Have you got a rental property and overwhelmed at tax time knowing what you can and can’t claim? It’s not uncommon for landlords to feel this way with what makes sense in the real world often not making sense for the Australian Tax Office (ATO).
Tax deductions in general can only be made in the period that you rented the property or during the time it was genuinely on the market for rent and actively looking for a tenant. If you are renovating for example, then you may not be able to claim expenses during this period, with some exceptions. A few common problem areas include;
Interest on bank loans
Only the repayments for the investment are deductible and not the loan itself, with some exceptions.
The sharing economy
The deductions made for renting out a room are like that of a rental property with tax deductions claimable for expenses such as the interest on your home loan, professional cleaning, council, insurance etc. However, these need to be in proportion to the lease period and in proportion to proportion of your house rented.
Repairs or maintenance?
Currently the ATO is looking very closely at deductions claimed for repairs and maintenance and is an area of major confusion. Repairs and maintenance can often be claimed independently with the deduction for capital works spread over several years. Repairs are defined as the wear and tear of the property as a result of being tenanted such as replacing fence palings or fixing a broken toilet. However, if looking to replace a whole fence, water system, improvements and extensions this falls under capital works as it goes beyond the general wear and tear.

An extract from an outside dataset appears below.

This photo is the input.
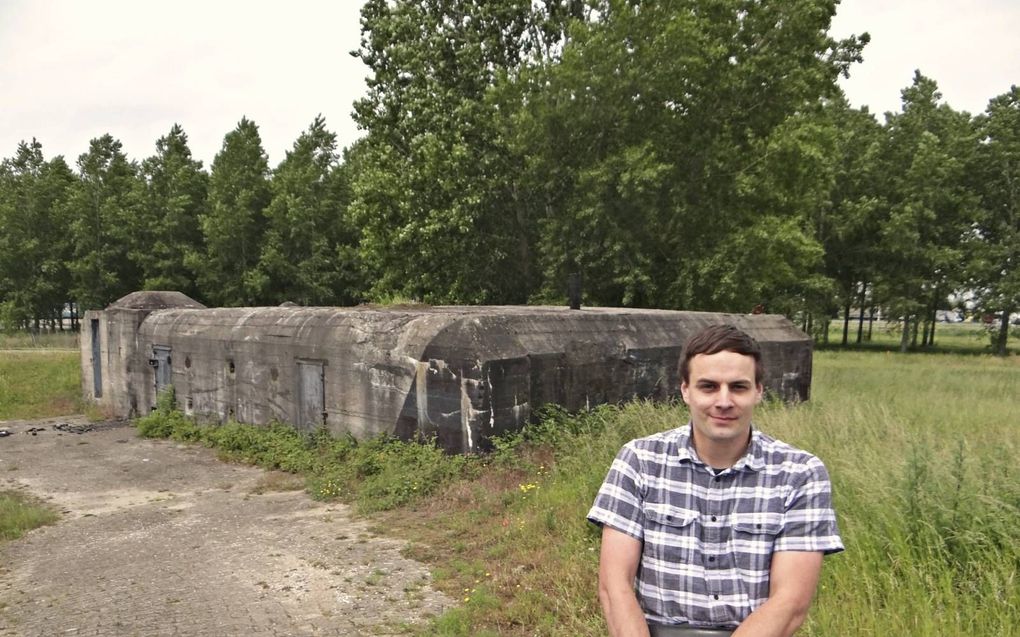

However, with that said Australia’s renovation industry is profiting from weakened economic conditions and tighter lending standards. The Australian Bureau of Statistics (ABS) December building activity data showed a 6.6 per cent increase in alterations and additions in 2018, with renovation spending in the December quarter alone reaching $2.27 billion.
This indicates homeowners and investors are seeking to improve capital values and increase rental income, rather than purchasing anew. According to Corelogic’s quarterly rental review for 2019, gross rental yields are currently sitting around 4 per cent. In some scenarios however, renovators can achieve a 13 per cent return on their renovation investment.
Sounds a lot right? Let’s look at a case study by BMT Tax Depreciation, where an investor completed a $60,000 renovation.
Investor X purchased a $410,000 residential property in January 2018, originally built in 2004 and producing a rental income of $18,720 a year ($360 per week), producing a rental yield of 4.6 per cent.
In 2018 Investor X installed a new kitchen and appliances, split system air conditioner, blinds, lights, carpets and bathroom.
Post-renovation the property was now worth $565,000 and the rental income is now $26,520 per year ($510 per week).
Prior to the renovation Investor X was experiencing an annual cash loss of $1,207. Now, they have increased their rental income by $150, achieving a 13 per cent yield to their renovation costs and have a positive cash flow of $5,261.
This example shows the dream, it is important to be aware of some tips and traps. Choosing which assets to install can make a huge difference to what can be claimed upon completion of the renovation. Investors should stick to a budget when selecting items as it is easy to overcapitalise.